Espérance. Dès lors, tâchons de triompher de l’angoissant par l’inouï. Ce que nous a enseigné Michel Vovelle, en pleine conscience, tient en une formule: quand nos contemporains font le deuil de l’Histoire majuscule, la politique est délavée et se délite. «Une longue lignée nous pousse dans le dos», nous disait-il souvent quand il était encore président des Amis de l’Humanité, lui, l’auteur de dizaines d’ouvrages de référence, en particulier sur la Révolution française dont il fut l’une des grandes autorités morales et éthiques, tenant en respect les arrogants – François Furet en tête – et autres histrions, jamais avares quand il s’agissait de détruire l’idée révolutionnaire dans son essence française… Après les deux Albert (Mathiez et Soboul) et avec Claude Mazauric (l’ami, le frère), Michel Vovelle eut l’exigence et la hauteur de vue comme ligne de conduite (ses travaux sur Robespierre en témoignent), tant et tant que certains, à sa suite, eurent peine et peur à se glisser dans ses pas. Penseur de la mort et de la dignité des fins de vies (lisez absolument "la Mort et l’Occident de 1300 à nos jours", Gallimard, 1983), directeur de l’Institut d’histoire de la Révolution française de 1981 à 1993, il s’efforça même, par son regard neuf, d’être un trait d’union avec l’école des Annales, rétablissant l’importance des personnalités ou des facteurs individuels dans l’action de tous les protagonistes de la grande Révolution.

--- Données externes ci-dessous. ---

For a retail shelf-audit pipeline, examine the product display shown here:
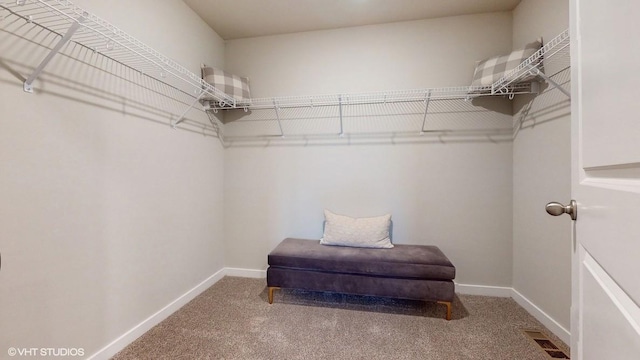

Dans son dernier livre, "Mémoires vives ou perdues, essai sur l’histoire et le souvenir" (Éditions de Paris-Max Chaleil), il s’interrogea sur «La mémoire perdue de la Révolution française», titre d’un chapitre éblouissant de lucidité. S’il nous mettait en garde contre l’«érosion» de l’air du temps, il demandait: «La révolution est-elle “terminée”?» À ses yeux, ce slogan «est désormais banalisé» et ce «raccourci pour le moins pauvre de la pensée» veut abolir «définitivement l’idée de révolution, rangée au rang des illusions maléfiques». Et il poursuivait: «Devait-on voir dans les grandes secousses où s’abîmait le système socialiste le retour d’une veine révolutionnaire, comme le prophétisait Edgar Morin, ou au contraire des contre-révolutions?» Que serait notre destin, en puisant inlassablement dans le legs de Michel Vovelle, si nous ne savions pas que l’espérance reste violente et que nous continuerons d’entrer dans l’avenir à reculons, par et pour l’Histoire… en majuscule?